Mark Twain once said, “Everyone is a moon, and has a dark side which he never shows to anybody.” As Twain’s thought-provoking words make us wonder, As Death Stared Back by Ajinkya Bhasme, makes us believe that the dark side exists in everyone, and manages to come out when provoked. The book is a masterful tale of the horrors of a human mind and the wretchedness of the soul. The powerful unsettling narrative projects a constant battle between sanity and insanity, in a way where the readers will be forced to question their reality very often. Bhasme’s work demands the readers to surrender all control before he takes you into the depths of darkness not just to give you a good scare but also to introduce you to the beauty and sorrow the dark holds.
This is the story of Sanjana and her teenager, Manu whose life turns upside down as her dead husband, Punit comes back to life after ten years. His sudden presence is surprisingly accepted by everyone except the mother and son, who believe that he is not the real Punit. As the mystery rolls with this new Punit talking about 5 stages of an elaborate plan to someone, all we know is that he is trying to harm his own son. Bhasme smartly weaved the plot into dream sequences and reality, questioning the fundamentals of the absolute truth. This suffocating psychological horror and thriller will have you flipping pages to know if your eyes are always trustworthy and as you put your faith in different characters at different times.

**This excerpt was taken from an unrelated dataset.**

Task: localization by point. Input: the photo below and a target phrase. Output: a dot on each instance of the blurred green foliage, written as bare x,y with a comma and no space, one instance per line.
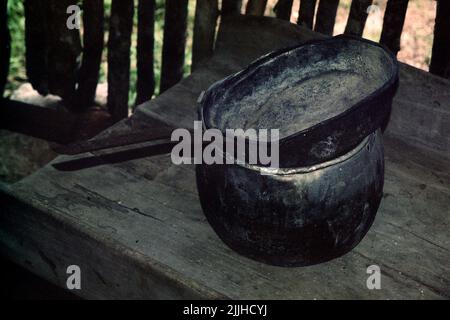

The book creates an eerie atmosphere right from the beginning, progressing in two discrete-time segments of the past and the present, steadily unfolding the biggest mystery only in the last few chapters. Bhasme has spun the plot like a spider web, with beauty and intricacy, where each strand seems individual, but when you look at the complete picture, it is all connected. Every word written in As Death Stared Back, is very intelligently chosen to satisfyingly connect it to the end.
As the end of the book leaves you feeling extreme emotions, it is a modern-day torchbearer of educating people about mental health through an unforgettable narrative. The maze that this takes you through will remind you of Stephen King’s The Shining. Bhasme’s work is a mirror in the dark, it will make you question what you see.